Но здесь таких «шептунов» не было. Здесь все говорилось глазами.
– Мужчины изучают женщин незаметно, – шепотом объяснял Эгаре Максу правила «кабесео».
– Откуда вы все это знаете? Тоже из какой-нибудь книги?
– Нет, не из книги. Слушайте и не перебивайте! Вы медленно – но только очень медленно! – обводите взглядом присутствующих дам… И выбираете, с кем бы вы хотели танцевать следующую «танду», цикл из четырех танцев. Или пытаетесь понять, кто из них хочет танцевать с вами. Вы спрашиваете долгим прямым взглядом. Если на него отвечают – кивком или полуулыбкой, значит приглашение принимается. Если дама отводит взгляд в сторону, это означает: «Нет, спасибо».
– Классно! – шепотом ответил Макс. – Это «нет, спасибо» – такое тихое, что не надо бояться опозориться.

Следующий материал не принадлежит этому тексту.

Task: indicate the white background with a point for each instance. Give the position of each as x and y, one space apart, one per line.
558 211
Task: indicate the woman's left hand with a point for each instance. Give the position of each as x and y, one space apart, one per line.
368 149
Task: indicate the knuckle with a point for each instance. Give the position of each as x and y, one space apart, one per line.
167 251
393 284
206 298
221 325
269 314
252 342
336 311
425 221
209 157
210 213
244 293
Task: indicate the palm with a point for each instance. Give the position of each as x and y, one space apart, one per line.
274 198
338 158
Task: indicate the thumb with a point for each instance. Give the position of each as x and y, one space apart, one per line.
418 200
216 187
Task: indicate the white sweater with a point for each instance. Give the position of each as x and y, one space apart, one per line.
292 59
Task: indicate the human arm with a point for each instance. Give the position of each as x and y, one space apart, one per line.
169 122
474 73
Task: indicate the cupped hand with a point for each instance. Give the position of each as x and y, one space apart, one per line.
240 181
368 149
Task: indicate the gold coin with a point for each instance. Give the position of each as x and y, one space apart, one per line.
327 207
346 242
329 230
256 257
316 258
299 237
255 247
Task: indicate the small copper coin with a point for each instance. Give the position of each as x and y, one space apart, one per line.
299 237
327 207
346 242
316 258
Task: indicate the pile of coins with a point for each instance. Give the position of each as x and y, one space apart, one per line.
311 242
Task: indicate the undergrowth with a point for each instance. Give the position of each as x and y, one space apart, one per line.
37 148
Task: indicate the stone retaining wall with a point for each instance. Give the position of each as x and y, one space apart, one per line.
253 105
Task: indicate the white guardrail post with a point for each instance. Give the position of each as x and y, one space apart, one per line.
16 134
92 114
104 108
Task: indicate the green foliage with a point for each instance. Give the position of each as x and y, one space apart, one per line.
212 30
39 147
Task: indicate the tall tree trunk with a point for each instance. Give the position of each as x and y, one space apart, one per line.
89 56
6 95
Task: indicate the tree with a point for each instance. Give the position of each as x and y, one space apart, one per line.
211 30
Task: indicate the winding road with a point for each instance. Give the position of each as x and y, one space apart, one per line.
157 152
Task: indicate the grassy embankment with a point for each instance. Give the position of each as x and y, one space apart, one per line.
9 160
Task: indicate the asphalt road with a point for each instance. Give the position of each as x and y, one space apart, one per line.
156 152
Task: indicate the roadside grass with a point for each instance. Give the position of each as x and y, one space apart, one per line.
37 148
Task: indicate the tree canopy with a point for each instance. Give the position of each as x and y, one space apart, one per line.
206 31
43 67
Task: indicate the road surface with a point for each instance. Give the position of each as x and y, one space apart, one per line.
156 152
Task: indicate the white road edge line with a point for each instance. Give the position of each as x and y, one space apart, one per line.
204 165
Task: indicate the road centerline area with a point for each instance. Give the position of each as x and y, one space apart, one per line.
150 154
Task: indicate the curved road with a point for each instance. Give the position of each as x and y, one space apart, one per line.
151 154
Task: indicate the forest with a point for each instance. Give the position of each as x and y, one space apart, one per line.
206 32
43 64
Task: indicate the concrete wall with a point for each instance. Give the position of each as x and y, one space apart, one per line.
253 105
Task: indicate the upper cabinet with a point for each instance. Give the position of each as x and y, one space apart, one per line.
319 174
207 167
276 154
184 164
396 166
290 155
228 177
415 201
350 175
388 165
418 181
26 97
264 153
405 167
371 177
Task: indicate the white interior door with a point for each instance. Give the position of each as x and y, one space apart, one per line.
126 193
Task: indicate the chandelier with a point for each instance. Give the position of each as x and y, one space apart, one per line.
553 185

– Вот именно. Далее вы встаете, подходите к даме и галантно приглашаете ее. Заодно, по пути, можете удостовериться, что положительный ответ дали именно вам, а не господину, стоящему у вас за спиной или где-то сбоку от вас.
– А после танца? Я приглашаю ее в бар?
– Нет. Вы провожаете ее на место, благодарите и возвращаетесь на мужскую половину. Танго ни к чему не обязывает. Вы просто несколько минут делите с партнером свою тоску, свою надежду и свое желание. Многие говорят: «Это как секс, только лучше. И чаще». Но после танца – точка. Танцевать с одной партнершей большей одной «танды» – дурной тон. Считается верхом неприличия.
Они украдкой, исподлобья наблюдали за парами. Через какое-то время Эгаре указал подбородком на одну женщину, на вид лет пятидесяти, которой, однако, могло быть и под семьдесят. Черные волосы с проседью, туго завязанные узлом на затылке, как у танцовщицы фламенко. Очень хорошее танцевальное платье. Три обручальных кольца на одном пальце. Она держалась как балерина – стройная и гибкая, но при этом крепкая, как молодая ветка ежевичного куста. Блестящая танцовщица, точная и уверенная в движениях и при этом настолько мягкая, что, порхая вокруг неподвижности или робости своих партнеров и маскируя их неумение своей грацией, она создавала впечатление легкости и непринужденности их дуэта.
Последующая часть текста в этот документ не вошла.